Zweieinhalb Jahre hat es der hagere Mann nach seiner letzten Verurteilung im Jahr 1990 in den sogenannten geordneten Verhältnissen geschafft. „Immer rein und raus aus dem Knast, nur wegen so 'nem Scheiß. Hab' damals eingesehn, daß es so nicht weitergeht.“ Der Job als Teppichreiniger hat ihn vom täglichen Suff abgehalten, jetzt wird nur noch am Wochenende durchgezogen. Auf die nochmalige Frage des Richters nach dem Alkoholproblem folgt nur wieder das Kopfschütteln. Der Sachverständige erklärt der Staatsanwältin später in der Pause, daß der Angeklagte für die Selbsterkenntnis, daß er Trinker ist, wohl noch nicht weit genug sozial abgestiegen sei.
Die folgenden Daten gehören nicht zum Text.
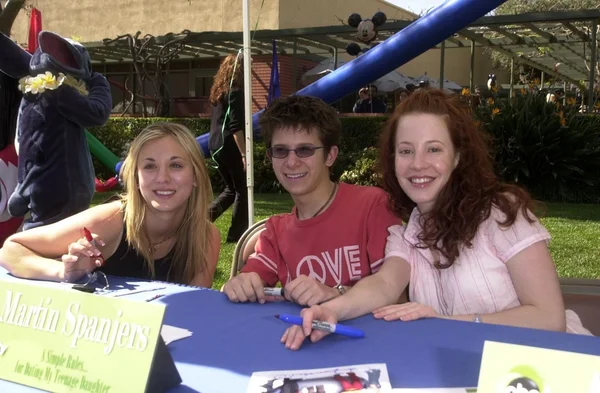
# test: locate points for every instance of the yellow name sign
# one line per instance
(509, 368)
(70, 341)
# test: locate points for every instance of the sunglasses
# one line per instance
(301, 152)
(96, 281)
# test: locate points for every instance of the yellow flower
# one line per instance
(48, 81)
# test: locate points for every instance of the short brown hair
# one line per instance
(306, 113)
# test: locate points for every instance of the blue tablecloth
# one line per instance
(231, 341)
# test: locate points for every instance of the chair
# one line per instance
(583, 297)
(245, 247)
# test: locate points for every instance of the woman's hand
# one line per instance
(405, 312)
(82, 258)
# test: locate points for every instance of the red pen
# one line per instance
(90, 238)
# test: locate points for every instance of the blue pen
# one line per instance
(323, 326)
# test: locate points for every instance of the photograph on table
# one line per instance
(371, 378)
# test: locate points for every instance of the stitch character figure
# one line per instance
(61, 97)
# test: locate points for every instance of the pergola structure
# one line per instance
(562, 44)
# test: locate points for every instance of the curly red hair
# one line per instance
(473, 188)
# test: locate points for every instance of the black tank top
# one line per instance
(126, 262)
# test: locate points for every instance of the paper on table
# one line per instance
(171, 333)
(360, 377)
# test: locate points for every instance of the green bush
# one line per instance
(551, 150)
(363, 168)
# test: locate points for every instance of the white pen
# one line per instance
(274, 292)
(134, 291)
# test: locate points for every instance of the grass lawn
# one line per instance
(575, 230)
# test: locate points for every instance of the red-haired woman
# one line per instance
(471, 249)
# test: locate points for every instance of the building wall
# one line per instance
(94, 20)
(313, 13)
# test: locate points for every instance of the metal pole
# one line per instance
(512, 77)
(248, 110)
(335, 59)
(295, 65)
(472, 75)
(442, 59)
(592, 67)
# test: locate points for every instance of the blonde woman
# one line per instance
(159, 229)
(227, 144)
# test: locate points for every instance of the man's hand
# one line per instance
(245, 287)
(307, 291)
(295, 335)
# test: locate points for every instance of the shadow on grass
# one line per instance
(572, 211)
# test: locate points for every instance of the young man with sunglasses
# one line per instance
(335, 234)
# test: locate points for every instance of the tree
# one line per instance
(150, 55)
(513, 7)
(8, 14)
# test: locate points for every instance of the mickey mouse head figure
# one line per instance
(491, 81)
(366, 31)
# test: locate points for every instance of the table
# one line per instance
(230, 341)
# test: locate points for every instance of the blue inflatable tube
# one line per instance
(399, 49)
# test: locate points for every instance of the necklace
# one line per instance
(324, 205)
(164, 240)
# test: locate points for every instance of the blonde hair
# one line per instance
(230, 74)
(192, 244)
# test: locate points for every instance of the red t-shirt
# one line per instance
(340, 246)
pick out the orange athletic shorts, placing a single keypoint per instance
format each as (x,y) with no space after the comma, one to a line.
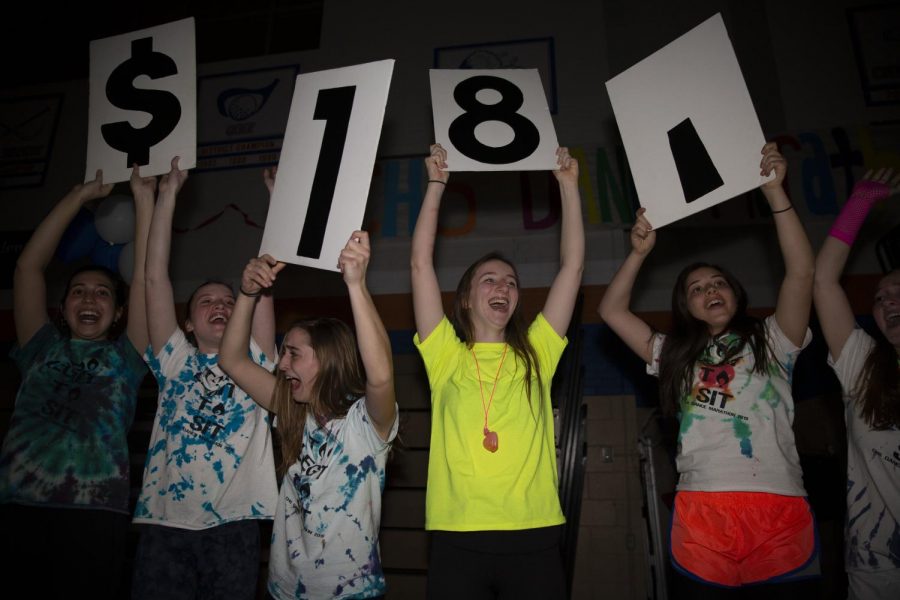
(741,538)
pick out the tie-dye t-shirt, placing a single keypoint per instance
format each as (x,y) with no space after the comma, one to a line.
(210,457)
(873,472)
(325,534)
(735,433)
(67,441)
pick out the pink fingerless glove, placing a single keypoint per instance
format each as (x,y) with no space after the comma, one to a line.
(864,195)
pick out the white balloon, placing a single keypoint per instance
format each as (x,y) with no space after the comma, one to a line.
(114,219)
(126,262)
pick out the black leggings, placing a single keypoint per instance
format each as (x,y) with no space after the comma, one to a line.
(496,565)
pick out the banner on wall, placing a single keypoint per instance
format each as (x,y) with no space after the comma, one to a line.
(326,164)
(143,102)
(688,125)
(243,116)
(493,120)
(27,131)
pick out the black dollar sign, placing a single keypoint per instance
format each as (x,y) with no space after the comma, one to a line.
(162,106)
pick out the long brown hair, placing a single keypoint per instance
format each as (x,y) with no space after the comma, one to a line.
(339,382)
(877,394)
(690,336)
(516,332)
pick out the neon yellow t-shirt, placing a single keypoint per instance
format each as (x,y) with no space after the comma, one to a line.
(469,488)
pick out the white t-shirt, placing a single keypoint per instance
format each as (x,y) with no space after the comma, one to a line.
(325,534)
(735,433)
(210,457)
(873,472)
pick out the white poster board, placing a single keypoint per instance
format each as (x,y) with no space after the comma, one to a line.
(493,120)
(143,102)
(326,163)
(688,125)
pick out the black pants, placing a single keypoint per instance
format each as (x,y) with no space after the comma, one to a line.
(218,563)
(496,565)
(64,552)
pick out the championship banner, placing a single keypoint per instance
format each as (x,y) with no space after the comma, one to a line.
(143,102)
(493,120)
(688,125)
(326,163)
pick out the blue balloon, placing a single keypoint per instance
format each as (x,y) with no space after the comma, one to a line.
(106,255)
(79,238)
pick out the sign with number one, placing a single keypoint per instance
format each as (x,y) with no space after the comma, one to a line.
(143,99)
(493,120)
(688,125)
(326,163)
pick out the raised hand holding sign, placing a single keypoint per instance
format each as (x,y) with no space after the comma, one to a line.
(326,163)
(143,101)
(688,125)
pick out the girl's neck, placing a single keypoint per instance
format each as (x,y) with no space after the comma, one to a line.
(489,335)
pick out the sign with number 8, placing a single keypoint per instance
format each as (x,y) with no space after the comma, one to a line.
(493,120)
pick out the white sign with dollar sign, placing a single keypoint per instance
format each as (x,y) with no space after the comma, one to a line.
(143,99)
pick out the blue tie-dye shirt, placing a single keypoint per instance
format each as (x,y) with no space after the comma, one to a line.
(325,534)
(873,472)
(210,457)
(67,441)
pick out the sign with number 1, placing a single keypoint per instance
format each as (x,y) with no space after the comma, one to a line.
(143,102)
(326,163)
(493,120)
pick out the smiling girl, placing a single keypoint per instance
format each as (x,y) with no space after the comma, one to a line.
(64,477)
(209,475)
(492,503)
(336,417)
(867,367)
(741,516)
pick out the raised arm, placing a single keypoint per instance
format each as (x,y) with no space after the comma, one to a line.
(374,344)
(795,295)
(615,307)
(835,313)
(564,291)
(29,285)
(161,319)
(143,189)
(263,327)
(259,275)
(427,304)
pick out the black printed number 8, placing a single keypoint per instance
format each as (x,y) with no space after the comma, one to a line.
(526,137)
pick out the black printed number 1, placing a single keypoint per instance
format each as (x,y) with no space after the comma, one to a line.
(334,107)
(526,137)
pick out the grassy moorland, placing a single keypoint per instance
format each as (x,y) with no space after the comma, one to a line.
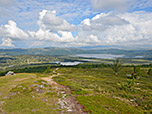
(101,92)
(27,94)
(98,90)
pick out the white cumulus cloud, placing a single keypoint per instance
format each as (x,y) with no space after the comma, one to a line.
(11,31)
(7,43)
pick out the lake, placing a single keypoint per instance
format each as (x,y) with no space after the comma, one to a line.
(100,56)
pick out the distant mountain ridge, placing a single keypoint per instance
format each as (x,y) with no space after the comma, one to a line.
(74,51)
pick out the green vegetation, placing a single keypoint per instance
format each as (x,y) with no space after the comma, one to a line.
(27,94)
(100,91)
(150,71)
(116,66)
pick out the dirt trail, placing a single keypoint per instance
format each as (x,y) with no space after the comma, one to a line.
(66,102)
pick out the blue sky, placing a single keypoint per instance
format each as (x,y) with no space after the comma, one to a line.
(75,23)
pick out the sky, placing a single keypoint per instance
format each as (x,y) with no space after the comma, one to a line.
(75,23)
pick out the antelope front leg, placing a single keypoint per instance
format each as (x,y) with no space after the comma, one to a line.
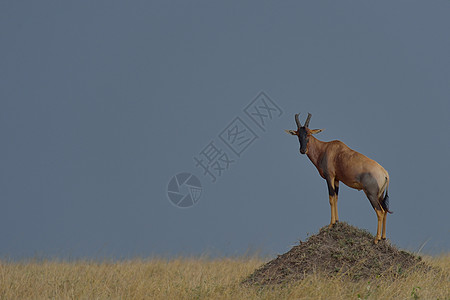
(380,215)
(383,236)
(331,197)
(336,190)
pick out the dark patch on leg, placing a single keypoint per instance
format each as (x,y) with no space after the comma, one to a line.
(331,190)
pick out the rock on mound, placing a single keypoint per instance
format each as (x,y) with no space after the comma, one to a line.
(343,249)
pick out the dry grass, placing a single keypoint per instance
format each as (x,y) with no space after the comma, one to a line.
(201,278)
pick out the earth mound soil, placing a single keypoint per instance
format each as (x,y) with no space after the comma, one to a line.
(342,250)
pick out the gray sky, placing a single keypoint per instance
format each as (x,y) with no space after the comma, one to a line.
(101,103)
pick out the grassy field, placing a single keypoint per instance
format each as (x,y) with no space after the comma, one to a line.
(200,278)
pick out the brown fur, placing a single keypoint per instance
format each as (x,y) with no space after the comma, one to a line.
(336,162)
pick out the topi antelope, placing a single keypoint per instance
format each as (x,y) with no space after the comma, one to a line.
(336,162)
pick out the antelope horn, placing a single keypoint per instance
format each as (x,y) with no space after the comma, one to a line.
(308,119)
(297,121)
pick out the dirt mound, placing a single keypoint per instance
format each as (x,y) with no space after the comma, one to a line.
(342,250)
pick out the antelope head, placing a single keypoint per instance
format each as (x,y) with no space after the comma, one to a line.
(303,133)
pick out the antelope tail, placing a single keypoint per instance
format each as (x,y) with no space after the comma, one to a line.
(385,202)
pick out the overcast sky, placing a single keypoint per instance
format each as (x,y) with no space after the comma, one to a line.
(102,103)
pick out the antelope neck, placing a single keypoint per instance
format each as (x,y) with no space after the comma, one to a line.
(315,149)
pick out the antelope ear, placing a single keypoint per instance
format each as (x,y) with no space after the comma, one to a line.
(292,132)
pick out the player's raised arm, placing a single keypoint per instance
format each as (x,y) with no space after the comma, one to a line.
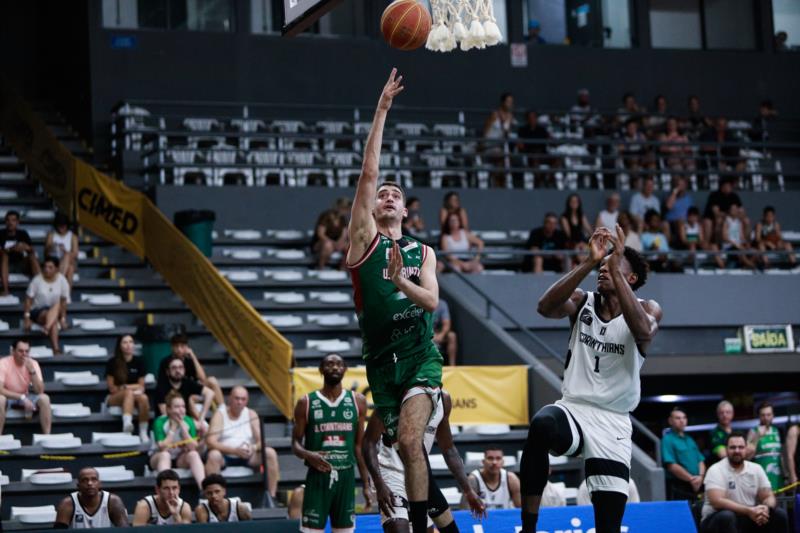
(563,297)
(362,227)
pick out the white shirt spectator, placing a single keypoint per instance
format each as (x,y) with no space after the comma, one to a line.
(741,487)
(46,294)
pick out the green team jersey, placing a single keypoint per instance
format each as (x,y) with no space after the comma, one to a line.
(768,455)
(331,428)
(392,326)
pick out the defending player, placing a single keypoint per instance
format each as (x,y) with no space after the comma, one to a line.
(611,330)
(328,428)
(388,475)
(395,293)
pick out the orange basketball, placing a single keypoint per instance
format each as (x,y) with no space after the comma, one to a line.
(405,24)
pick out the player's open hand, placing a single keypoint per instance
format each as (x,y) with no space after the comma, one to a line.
(392,88)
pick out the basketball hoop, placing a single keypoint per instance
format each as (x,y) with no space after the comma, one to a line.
(450,19)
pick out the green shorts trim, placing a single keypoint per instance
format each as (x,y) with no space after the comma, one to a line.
(329,495)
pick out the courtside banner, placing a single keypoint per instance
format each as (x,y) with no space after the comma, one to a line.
(126,217)
(481,394)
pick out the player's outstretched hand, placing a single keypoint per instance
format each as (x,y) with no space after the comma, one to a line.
(392,88)
(476,505)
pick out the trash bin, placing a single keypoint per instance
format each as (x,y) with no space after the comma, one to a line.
(197,225)
(156,344)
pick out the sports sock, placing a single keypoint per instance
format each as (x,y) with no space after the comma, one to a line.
(419,515)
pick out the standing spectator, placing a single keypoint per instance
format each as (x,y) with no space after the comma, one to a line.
(575,224)
(607,218)
(46,302)
(125,378)
(546,238)
(457,240)
(413,224)
(19,374)
(234,439)
(189,389)
(496,486)
(644,201)
(90,507)
(193,370)
(16,250)
(452,204)
(764,445)
(175,436)
(769,237)
(165,507)
(734,233)
(443,335)
(216,506)
(719,435)
(682,459)
(62,243)
(330,232)
(738,496)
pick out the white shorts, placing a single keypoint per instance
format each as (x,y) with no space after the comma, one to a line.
(603,438)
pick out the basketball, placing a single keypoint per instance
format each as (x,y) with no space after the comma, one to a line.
(405,24)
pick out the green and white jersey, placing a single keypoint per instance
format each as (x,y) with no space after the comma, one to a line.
(392,326)
(331,428)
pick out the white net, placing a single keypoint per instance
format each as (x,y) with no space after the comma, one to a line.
(462,23)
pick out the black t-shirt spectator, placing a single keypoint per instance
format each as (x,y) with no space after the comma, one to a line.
(8,241)
(556,241)
(135,370)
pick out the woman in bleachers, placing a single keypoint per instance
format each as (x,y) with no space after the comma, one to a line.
(176,442)
(456,239)
(62,243)
(125,377)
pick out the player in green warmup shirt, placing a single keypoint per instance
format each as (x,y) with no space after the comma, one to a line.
(764,446)
(328,428)
(395,293)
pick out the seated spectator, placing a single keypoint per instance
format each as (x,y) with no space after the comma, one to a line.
(90,507)
(575,224)
(165,507)
(46,302)
(330,233)
(769,237)
(443,335)
(19,373)
(62,244)
(607,218)
(234,439)
(584,498)
(189,389)
(506,491)
(456,240)
(679,155)
(216,506)
(452,204)
(16,251)
(546,238)
(719,435)
(413,224)
(125,378)
(764,445)
(682,460)
(738,497)
(175,436)
(644,201)
(193,369)
(734,234)
(632,238)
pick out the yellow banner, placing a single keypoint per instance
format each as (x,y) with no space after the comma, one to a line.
(481,394)
(126,217)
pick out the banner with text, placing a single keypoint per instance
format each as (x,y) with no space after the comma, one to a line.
(126,217)
(481,394)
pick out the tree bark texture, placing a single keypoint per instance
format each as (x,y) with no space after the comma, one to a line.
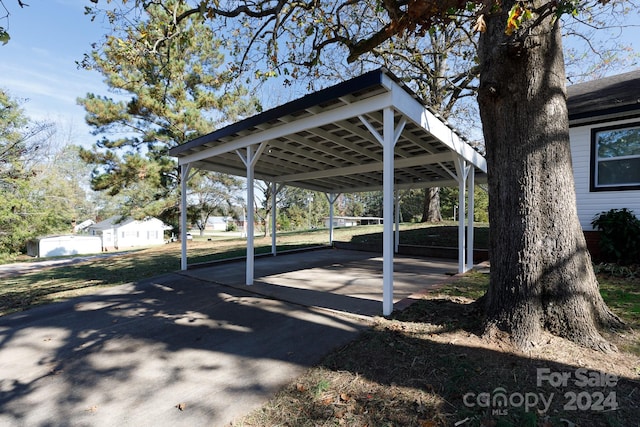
(541,272)
(431,205)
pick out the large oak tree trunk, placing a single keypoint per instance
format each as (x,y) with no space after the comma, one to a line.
(541,272)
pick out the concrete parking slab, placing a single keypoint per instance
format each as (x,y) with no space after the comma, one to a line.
(186,349)
(336,279)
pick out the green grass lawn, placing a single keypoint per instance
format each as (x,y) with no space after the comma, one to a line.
(411,369)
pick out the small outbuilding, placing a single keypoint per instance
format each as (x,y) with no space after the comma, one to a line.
(118,232)
(73,244)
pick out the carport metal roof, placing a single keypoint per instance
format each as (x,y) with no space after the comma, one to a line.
(367,133)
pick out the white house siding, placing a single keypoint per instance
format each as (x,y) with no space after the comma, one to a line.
(592,203)
(64,245)
(129,233)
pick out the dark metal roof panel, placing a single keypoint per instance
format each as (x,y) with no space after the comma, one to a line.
(610,95)
(361,83)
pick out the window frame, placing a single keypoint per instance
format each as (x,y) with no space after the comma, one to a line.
(593,185)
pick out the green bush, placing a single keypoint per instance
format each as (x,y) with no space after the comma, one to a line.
(620,236)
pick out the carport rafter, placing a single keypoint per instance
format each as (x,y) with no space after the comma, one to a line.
(351,137)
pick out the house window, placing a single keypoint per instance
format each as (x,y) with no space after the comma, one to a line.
(615,158)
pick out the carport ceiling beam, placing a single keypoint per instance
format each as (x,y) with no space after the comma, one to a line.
(417,113)
(371,167)
(329,116)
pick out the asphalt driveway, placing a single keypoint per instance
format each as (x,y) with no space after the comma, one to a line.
(183,348)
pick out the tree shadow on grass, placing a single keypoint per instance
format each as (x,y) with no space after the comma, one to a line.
(427,366)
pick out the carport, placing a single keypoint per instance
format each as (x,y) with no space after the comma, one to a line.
(365,134)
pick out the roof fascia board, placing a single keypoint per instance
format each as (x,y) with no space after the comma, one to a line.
(417,113)
(364,106)
(369,167)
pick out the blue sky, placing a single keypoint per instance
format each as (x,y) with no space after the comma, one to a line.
(49,36)
(38,64)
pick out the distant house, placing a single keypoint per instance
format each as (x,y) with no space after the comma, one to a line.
(61,245)
(218,223)
(352,221)
(604,120)
(117,232)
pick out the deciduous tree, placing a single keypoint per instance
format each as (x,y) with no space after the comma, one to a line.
(542,278)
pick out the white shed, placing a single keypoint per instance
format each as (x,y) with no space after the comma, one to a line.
(64,245)
(117,232)
(604,117)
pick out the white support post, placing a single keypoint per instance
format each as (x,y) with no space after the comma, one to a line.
(184,178)
(397,221)
(331,198)
(470,206)
(250,161)
(250,218)
(387,211)
(462,170)
(390,136)
(274,194)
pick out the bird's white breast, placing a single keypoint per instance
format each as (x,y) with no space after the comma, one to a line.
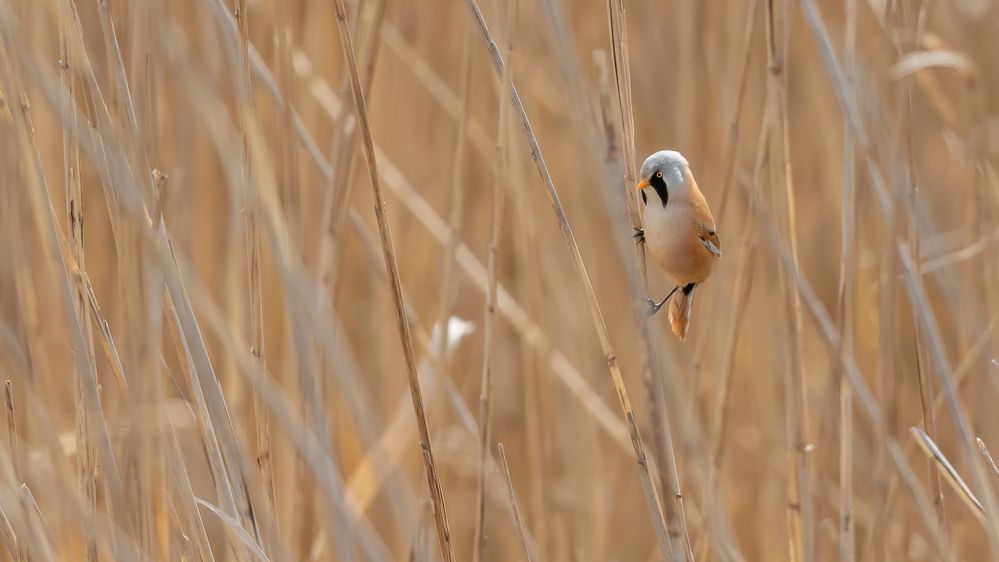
(671,241)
Ein Abstieg, der ihm noch bevorstehen kann. Zwar konnten die Augenzeugen und das Opfer, das den Angriff überlebt hat, gestern nicht gehört werden, da sie als Wohnungslose nicht aufzutreiben waren. Doch die Beweislage scheint klar. Messer und blutverschmierte Kleidung wurden sichergestellt und ein Geständnis vor dem Haftrichter liegt vor. Klaus E. habe die Lebensgefährtin angepöbelt, dieser karge Satz wird dem Gericht wohl als Erklärung für die Tat genügen müssen. Das Urteil, das nächste Woche gesprochen wird – wieder nur ein unabwendbarer Abwärtsschwung in einer endlosen Spirale?